Then, an a posteriori 95% prediction interval around the mean Bayesian estimator is directly given by:

(26) $$ \left[{\overline{y}}_n^{\mathrm{BQ}}-2{\sigma}_n^{\mathrm{BQ}},{\overline{y}}_n^{\mathrm{BQ}}+2{\sigma}_n^{\mathrm{BQ}}\right]. $$

3.4.3. Variance-based BQ rule

The link between the posterior variance and the squared MMD has been first made by Huszár and Duvenaud (Reference Huszár and Duvenaud2012) in their Proposition 1: the expected variance in the BQ $ \mathrm{Var}\left({I}_{\mu}\left({\xi}_n\right)\right) $ is the MMD between the target distribution $ \mu $ and $ {\zeta}_n={\sum}_{i=1}^n{\mathbf{w}}_{\mathrm{BQ}}^{(i)}\delta \left({\mathbf{x}}^{(i)}\right) $ . The proof is reproduced below (as well as in Proposition 6.1 from Kanagawa et al., Reference Kanagawa, Hennig, Sejdinovic and Sriperumbudur2018):

(27a) $$ \mathrm{Var}\left({I}_{\mu}\left({\xi}_n\right)\right)=\unicode{x1D53C}\left[{\left({I}_{\mu}\left({\xi}_n\right)-{I}_{\zeta_n}\left({\xi}_n\right)\right)}^2\right] $$
(27b) $$ =\unicode{x1D53C}\left[{\left({\left\langle {\xi}_n,{P}_{\mu}\right\rangle}_{\mathrm{\mathscr{H}}(k)}-{\left\langle {\xi}_n,{P}_{\zeta_n}\right\rangle}_{\mathrm{\mathscr{H}}(k)}\right)}^2\right] $$
(27c) $$ =\unicode{x1D53C}\left[{\left\langle {\xi}_n,{P}_{\mu }-{P}_{\zeta_n}\right\rangle}_{\mathrm{\mathscr{H}}(k)}^2\right] $$
(27d) $$ =\parallel {P}_{\mu }-{P}_{\zeta_n}{\parallel}_{\mathrm{\mathscr{H}}(k)}^2 $$
(27e) $$ ={\mathrm{MMD}}_k{\left(\mu, {\zeta}_n\right)}^2. $$

Note that the transition from equation (27c) to (27d) relies on the property stating that if $ \xi $ is a GP with null trend and covariance kernel $ k $ , then $ \forall g\in \mathrm{\mathscr{H}}(k):{\left\langle \xi, g\right\rangle}_{\mathrm{\mathscr{H}}(k)}\sim \mathcal{N}\left(0,\parallel g{\parallel}_{\mathrm{\mathscr{H}}(k)}^2\right) $ . The method that sequentially builds a quadrature rule by minimizing this variance is called by the authors “sequential BQ” (SBQ). According to the previous proof, this criterion can be seen as an optimally weighted version of the KH criterion, as stated in the title of the paper from Huszár and Duvenaud (Reference Huszár and Duvenaud2012). Later, Briol et al. (Reference Briol, Oates, Girolami, Osborne, Jordan, LeCun and Solla2015) proved the weak convergence of $ {I}_{\mu}\left({\xi}_n\right) $ toward the target integral.
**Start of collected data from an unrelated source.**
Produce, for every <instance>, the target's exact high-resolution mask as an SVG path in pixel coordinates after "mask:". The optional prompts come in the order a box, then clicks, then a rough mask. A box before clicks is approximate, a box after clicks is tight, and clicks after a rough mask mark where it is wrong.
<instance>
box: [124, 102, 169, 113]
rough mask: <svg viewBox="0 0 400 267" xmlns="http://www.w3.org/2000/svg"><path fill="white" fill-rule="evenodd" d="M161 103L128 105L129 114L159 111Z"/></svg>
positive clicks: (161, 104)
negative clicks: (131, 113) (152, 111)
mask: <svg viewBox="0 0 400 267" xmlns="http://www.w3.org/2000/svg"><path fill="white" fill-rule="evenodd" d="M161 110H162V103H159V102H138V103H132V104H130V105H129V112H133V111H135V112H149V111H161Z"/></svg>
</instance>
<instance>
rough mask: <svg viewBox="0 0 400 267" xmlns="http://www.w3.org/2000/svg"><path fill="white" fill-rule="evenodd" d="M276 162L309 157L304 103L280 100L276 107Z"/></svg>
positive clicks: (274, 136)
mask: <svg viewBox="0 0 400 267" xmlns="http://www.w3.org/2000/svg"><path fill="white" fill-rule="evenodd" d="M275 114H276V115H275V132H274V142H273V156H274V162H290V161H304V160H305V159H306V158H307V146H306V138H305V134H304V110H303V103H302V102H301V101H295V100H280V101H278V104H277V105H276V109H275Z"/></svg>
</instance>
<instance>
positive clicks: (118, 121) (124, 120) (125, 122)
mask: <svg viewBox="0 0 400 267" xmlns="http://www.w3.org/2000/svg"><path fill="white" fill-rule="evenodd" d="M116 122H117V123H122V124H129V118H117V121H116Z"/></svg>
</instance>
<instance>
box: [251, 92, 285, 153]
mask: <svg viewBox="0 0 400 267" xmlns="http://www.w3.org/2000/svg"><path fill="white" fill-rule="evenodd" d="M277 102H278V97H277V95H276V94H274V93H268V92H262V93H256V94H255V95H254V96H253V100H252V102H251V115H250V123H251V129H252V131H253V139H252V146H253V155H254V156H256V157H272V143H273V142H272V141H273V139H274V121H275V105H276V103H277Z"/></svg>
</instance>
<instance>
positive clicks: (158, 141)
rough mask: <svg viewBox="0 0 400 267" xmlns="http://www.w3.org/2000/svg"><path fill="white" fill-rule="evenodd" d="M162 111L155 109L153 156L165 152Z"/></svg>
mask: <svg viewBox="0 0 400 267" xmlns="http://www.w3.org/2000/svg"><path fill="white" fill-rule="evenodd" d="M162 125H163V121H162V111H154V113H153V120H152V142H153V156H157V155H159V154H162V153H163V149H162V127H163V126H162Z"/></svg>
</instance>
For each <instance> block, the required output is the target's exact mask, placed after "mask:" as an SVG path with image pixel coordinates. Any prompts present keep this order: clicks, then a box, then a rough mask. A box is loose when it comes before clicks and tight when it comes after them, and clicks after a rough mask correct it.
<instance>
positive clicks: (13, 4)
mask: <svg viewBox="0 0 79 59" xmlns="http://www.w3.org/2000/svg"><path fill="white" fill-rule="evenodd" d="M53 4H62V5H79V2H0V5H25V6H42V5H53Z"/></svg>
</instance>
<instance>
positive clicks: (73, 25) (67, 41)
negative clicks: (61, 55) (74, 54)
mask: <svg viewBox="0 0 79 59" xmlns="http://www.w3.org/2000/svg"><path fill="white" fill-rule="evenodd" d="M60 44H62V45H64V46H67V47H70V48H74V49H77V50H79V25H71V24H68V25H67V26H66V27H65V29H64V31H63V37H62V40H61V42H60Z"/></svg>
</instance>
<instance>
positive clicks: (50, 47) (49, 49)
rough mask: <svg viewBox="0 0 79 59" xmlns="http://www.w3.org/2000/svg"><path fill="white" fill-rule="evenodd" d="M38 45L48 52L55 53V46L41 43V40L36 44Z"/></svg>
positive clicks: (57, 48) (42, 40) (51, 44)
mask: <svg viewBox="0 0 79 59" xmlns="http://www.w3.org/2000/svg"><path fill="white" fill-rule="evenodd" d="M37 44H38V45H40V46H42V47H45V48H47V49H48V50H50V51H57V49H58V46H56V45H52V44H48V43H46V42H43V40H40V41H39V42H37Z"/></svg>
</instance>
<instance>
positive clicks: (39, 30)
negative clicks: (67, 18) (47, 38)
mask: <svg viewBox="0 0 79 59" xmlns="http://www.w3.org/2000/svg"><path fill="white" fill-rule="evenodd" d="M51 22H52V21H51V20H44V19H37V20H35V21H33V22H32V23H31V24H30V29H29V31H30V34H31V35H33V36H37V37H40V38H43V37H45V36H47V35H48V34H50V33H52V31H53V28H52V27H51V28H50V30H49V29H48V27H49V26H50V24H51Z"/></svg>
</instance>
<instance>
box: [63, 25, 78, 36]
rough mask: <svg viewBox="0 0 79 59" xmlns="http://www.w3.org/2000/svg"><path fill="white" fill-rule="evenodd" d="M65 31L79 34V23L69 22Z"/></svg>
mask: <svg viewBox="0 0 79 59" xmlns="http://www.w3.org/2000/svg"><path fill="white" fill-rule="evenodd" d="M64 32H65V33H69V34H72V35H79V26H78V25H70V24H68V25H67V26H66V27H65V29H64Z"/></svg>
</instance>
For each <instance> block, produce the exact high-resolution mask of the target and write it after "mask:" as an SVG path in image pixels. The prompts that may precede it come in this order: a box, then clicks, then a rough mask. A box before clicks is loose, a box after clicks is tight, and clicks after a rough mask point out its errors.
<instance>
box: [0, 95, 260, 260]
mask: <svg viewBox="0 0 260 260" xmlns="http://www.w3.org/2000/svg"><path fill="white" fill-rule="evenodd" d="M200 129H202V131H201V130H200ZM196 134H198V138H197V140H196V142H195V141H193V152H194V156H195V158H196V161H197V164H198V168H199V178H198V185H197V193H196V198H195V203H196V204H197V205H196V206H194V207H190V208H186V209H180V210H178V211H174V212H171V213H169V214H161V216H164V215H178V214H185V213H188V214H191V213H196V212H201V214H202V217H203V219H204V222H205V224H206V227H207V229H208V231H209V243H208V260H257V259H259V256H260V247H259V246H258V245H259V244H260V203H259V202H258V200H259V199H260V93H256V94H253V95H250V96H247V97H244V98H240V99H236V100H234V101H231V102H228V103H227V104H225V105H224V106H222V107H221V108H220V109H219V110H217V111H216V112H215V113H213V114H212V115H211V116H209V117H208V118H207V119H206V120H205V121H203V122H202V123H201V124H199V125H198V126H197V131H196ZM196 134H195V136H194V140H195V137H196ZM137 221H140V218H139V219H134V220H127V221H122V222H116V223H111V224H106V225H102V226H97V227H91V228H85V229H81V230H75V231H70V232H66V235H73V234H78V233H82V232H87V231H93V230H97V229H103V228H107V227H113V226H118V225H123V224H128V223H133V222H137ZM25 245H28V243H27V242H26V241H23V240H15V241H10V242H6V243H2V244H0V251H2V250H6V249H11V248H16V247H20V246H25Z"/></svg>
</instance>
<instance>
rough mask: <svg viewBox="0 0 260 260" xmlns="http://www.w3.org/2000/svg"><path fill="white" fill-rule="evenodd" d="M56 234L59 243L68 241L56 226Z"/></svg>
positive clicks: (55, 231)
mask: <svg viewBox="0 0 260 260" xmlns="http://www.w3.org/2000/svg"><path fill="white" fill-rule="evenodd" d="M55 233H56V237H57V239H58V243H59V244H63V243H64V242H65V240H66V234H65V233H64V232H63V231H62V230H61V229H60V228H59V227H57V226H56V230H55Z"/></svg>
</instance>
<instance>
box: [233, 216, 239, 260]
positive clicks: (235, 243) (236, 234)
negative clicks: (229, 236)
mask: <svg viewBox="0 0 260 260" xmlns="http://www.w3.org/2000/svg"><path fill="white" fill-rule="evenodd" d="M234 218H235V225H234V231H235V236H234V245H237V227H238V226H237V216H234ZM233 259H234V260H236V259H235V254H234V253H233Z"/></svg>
Closer to wind turbine applications, Huchet (Reference Huchet2018) and Huchet et al. (Reference Huchet, Mattrand, Beaurepaire, Relun and Gayton2019) introduced the “Adaptive Kriging Damage Assessment” method: a Kriging-based method for mean damage estimation that is very close to SBQ. However, this type of method inherits the limits from both KH and BQ since it searches for optimal design points among a candidate set and computes an inverse variance–covariance matrix. These numerical operations cannot easily scale up to high dimensions.

Remark 3. Every quadrature method introduced in this section has been built without any observation of the possibly costly function $ g $ . Therefore, they cannot be categorized as active learning approaches. Contrarily, Kanagawa and Hennig (Reference Kanagawa and Hennig2019) present a set of methods for BQ with transformations (i.e., adding a positivity constraint on the function $ g $ ), which are truly active learning methods.

4. Numerical experiments

This section presents numerical results computed on two different analytical toy cases, respectively, in dimension 2 (toy case #1) and dimension 10 (toy case #2), with easy-to-evaluate functions $ g\left(\cdot \right) $ and associated input distributions $ \mu $ (see Table 4). Therefore, reference values can easily be computed with great precision. For each toy case, a large reference Monte Carlo sample ( $ {N}_{\mathrm{ref}}={10}^8 $ ) is taken. This first benchmark compares the mean estimation of toy cases given by a quasi-Monte Carlo technique (abbreviated by QMC in the next figures) which consists herein using a Sobol’ sequence, and KH with the three kernels defined in Table 3. Notice that the quasi-Monte Carlo designs are first generated on the unit hypercube and then, transformed using the generalized Nataf transformation to follow the target distribution (Lebrun and Dutfoy, Reference Lebrun and Dutfoy2009). Additionally, the performances of KH for both uniform and optimally weighted Eq. (25) estimators are compared.

Table 4. Analytical toy cases

All the following results and methods (i.e., the kernel-based sampling and BQ methods) have been implemented in a new open-source Python package named otkerneldesignFootnote 5. This development mostly relies on the open source software OpenTURNSFootnote 6 (“Open source initiative for the Treatment of Uncertainties, Risks’N Statistics”) devoted to uncertainty quantification and statistical learning (Baudin et al., Reference Baudin, Dutfoy, Iooss, Popelin, Ghanem, Higdon and Owhadi2017). Finally, note that the numerical experiments for the toy cases are available in the Git repository named ctbenchmarkFootnote 7 for reproducibility purposes.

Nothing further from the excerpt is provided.